Medical cost nightmares
Twenty years ago today, my first husband died at the age of 55, after an almost lifelong struggle with Crohn’s Disease.
During our more than 18 years of marriage, hospital stays and emergency surgeries were almost annual events.
In 1991, we traveled to England (his very first trip on an airplane). In the wee hours one morning, he had an episode. The B&B called NHS emergency services and a doctor arrived at around 4 a.m. Later that morning, my husband was admitted to a private hospital in Rochdale, Lancs., where he was further treated for two days. When he was discharged, he was provided all the prescription medication needed and his medical file was faxed to his regular internist here in the states. Total cost was under $2,000, which was completely covered under our trip insurance. The cost back in Illinois would have easily been at least ten times that amount.
In 1993, he had what would be his final surgery. It resulted in a blood clot in leg. The clot broke loose, traveled to his lungs, and that was that.
Early on, we had excellent insurance but then along came the PPOs and HMOs and all the other “new, efficient, cost-effective” insurance plans.
And that’s where the nightmares begin.
Trying to sort through incomprehensible medical coding and billing. Who are all these people? What are all these different supplies?
The last surgery was the final straw for my mild mannered self. There were TWO bills for TWO different surgeries on TWO subsequent days with TWO different surgeons. I called shenanigans and called it loudly.
It got sorted.
Fast forward about four years. I’m relocated to Kentucky and a threatening letter shows up in my mailbox from a lawyer in Chicago. I was told in no uncertain terms that I was a deadbeat, that I owed tens of thousands of dollars to a doctor I’d never heard of, and if I did not pay up right now, well, I was doomed to all sorts of immediate legal hell.

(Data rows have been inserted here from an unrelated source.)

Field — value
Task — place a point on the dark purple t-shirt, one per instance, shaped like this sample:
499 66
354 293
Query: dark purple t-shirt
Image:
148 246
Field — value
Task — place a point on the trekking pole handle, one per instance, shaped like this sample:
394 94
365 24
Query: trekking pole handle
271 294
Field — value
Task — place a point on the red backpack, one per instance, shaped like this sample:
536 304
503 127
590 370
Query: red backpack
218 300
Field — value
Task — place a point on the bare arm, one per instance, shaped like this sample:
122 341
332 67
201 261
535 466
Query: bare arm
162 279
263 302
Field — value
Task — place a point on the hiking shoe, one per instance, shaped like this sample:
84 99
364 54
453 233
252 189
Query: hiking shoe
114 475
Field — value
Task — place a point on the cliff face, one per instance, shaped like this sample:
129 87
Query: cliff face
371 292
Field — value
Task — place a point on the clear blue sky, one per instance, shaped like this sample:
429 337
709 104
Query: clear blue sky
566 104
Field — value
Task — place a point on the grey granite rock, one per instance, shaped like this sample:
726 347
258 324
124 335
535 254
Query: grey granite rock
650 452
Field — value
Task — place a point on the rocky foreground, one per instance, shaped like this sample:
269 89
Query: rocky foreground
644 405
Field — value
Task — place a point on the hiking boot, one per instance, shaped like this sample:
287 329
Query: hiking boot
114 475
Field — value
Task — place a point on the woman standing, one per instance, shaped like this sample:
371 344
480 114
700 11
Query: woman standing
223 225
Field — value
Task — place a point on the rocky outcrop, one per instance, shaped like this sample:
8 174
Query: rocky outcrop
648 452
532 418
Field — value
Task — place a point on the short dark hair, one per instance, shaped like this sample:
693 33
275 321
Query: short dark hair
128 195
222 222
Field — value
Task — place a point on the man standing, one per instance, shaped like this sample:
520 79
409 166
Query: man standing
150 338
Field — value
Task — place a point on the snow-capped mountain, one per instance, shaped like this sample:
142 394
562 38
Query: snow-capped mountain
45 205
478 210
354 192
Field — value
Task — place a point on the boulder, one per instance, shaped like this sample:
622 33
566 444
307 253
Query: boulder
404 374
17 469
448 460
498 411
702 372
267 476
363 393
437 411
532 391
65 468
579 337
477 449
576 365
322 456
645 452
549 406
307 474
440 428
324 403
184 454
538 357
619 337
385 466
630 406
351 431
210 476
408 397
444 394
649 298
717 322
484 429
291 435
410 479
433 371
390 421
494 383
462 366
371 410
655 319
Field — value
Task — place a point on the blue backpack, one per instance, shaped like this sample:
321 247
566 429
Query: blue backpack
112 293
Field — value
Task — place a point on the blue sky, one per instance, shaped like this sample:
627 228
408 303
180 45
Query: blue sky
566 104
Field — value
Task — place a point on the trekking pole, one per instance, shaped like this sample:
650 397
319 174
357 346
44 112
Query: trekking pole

Hrumpf, said I, and immediately dashed off a most sternly worded two-page, single-spaced missive that pretty much boiled down to: “Bring. It. On.”
I never heard from them again.
Sadly, my experience is not uncommon.
I’ll let the New York Times take it from here:
Before his three-hour neck surgery for herniated disks in December, Peter Drier, 37, signed a pile of consent forms. A bank technology manager who had researched his insurance coverage, Mr. Drier was prepared when the bills started arriving: $56,000 from Lenox Hill Hospital in Manhattan, $4,300 from the anesthesiologist and even $133,000 from his orthopedist, who he knew would accept a fraction of that fee.
He was blindsided, though, by a bill of about $117,000 from an “assistant surgeon,” a Queens-based neurosurgeon whom Mr. Drier did not recall meeting.
“I thought I understood the risks,” Mr. Drier, who lives in New York City, said later. “But this was just so wrong — I had no choice and no negotiating power.”
More: After Surgery, Surprise $117,000 Medical Bill From Doctor He Didn’t Know
And take the time to read through the comments at the link.
Be an informed consumer, now more than ever.